Yugoslavia clearly operates without a media campaign to counter NATO and KLA allegations of holocaust-scale atrocities, yet most of the worst stories have been debunked after a few days, though the refugee flood, which began back on Day 2 (March 25) peaked over the Western Church Easter Weekend. Yugoslavia has never made it clear that there are Catholics, Muslims and Jews in Belgrade, along with a few Protestants, I suspect. There are even Albanians in Belgrade who are not being ethnically cleaansed. So though it was not Orthodox Good Friday and Easter, it was Passover and the Catholic Easter which did feel bombs fall on what is the most tolerant and pluralistic city in Central Europe. Catholics in Pristina and around some villages in Kosovo, also heard bombs --Mother Theresa was an Albanian Catholic, by the way and the Catholics are not favored by the extremist Muslim elements within the KLA.
American politicians are vigorously debating the proposition that a ground campaign is necessary to assure NATO's credibility; I would argue that as a mutual-defense alliance its credibility is not in jeopardy. Its credibility as a coercive "posse" outside its treaty limits is only in jeopardy because political leaders thought out a nifty way to outflank the people of the US, and other member countries.
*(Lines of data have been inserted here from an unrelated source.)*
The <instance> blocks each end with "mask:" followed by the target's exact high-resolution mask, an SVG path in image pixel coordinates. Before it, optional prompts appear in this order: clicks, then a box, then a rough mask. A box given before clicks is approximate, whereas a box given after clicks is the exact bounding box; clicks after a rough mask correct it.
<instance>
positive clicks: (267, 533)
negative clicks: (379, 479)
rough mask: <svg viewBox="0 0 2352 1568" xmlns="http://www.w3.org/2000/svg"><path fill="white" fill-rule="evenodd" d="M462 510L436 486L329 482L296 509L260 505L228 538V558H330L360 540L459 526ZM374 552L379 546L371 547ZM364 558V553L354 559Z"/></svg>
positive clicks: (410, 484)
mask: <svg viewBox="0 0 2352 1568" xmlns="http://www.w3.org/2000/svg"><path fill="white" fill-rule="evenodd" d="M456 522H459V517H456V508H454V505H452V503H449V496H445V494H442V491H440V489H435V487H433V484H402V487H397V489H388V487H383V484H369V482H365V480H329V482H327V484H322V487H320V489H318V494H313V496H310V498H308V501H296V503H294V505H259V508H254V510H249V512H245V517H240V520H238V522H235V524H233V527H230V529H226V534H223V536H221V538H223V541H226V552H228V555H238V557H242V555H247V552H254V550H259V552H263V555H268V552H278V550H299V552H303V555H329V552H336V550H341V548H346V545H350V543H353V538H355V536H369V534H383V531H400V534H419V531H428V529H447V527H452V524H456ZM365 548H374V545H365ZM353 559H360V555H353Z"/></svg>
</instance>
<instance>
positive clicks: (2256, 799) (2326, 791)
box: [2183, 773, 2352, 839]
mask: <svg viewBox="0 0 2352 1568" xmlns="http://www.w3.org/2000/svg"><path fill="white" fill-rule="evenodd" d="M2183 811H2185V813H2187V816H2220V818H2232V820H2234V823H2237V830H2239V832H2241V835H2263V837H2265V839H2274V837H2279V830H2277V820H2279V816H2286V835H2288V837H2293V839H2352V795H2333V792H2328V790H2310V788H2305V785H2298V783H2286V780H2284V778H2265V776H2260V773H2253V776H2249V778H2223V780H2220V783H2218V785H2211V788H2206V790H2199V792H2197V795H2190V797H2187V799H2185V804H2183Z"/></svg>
In the Parliamentary system of Britain and most other members, the defense and foreign ministers are elected and sit in the majority anyway, so their constitutional niceties are not as complex as America's checks and balances. That's why they can get away with launching a NATO campaign, and that is why Clinton marketed the bombing as a NATO decision to Congress and the people. That leaves NATO poised to take the blame if it fails. That puts several governments in jeopardy of a vote of no confidence. Hence, more spin-control and propaganda as the mission continues; and more talk of committing ground toops, though militarily that is both unrealistic to the stated purpose of the mission, and dangerous considering Yugoslavia can field 500,000 guerrilla fighters. It all raises my hackles.
Who does the Clinton Administration expect to enlist for this prospective war?Not the children of the liberals banging the war drum.